Regardless of the market needs, the carmaker always tried to build something different to attract different buyers. Otherwise, we would still be stuck with similar vehicles as those from the 1900s. GMC managed to create great cars in its history, but the Envoy XUV won’t join the rest of them. In its quest to find new territories, the carmaker remembered the Studebaker Wagonair from the ’60s and tried to make it better. It did, but the idea still didn’t work.
While the front of the car remained similar to the rest of the Envoy range, behind the front doors, everything changed. The roof featured a power-sliding rear roof that uncovered the cargo bay. In the back, the tailgate was either down opened or swing to the right. GMC even considered that a water-proof bay area would be a great idea, and it was. If the load made it dirty, the owner could just wash it with a power washer. Thanks to the side water drains, it was an easy job.
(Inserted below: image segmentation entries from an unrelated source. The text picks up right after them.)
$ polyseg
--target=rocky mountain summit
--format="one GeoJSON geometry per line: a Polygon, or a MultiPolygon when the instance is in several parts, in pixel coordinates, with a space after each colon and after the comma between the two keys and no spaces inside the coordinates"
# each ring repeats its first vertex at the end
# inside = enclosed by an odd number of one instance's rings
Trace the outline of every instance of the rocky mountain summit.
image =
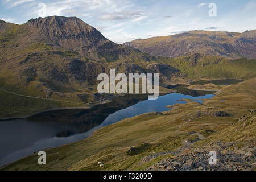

The mid-gate featured a mid-panel to extend the cargo area. The XUV’s rear bench could fold and tilt forward and left room for the separating wall to fold down, forming a completely flat area with the trunk/bed. Thus, the owner could have extended the trunk room from 49 cu-ft (1,274 liters) to 95.2 cu-ft (2,695 liters).
GMC offered the Envoy XUV with a choice of two engines: an inline-six and a V-8. While the former was available with a rear-wheel-drive or an AWD version, the latter was only AWD.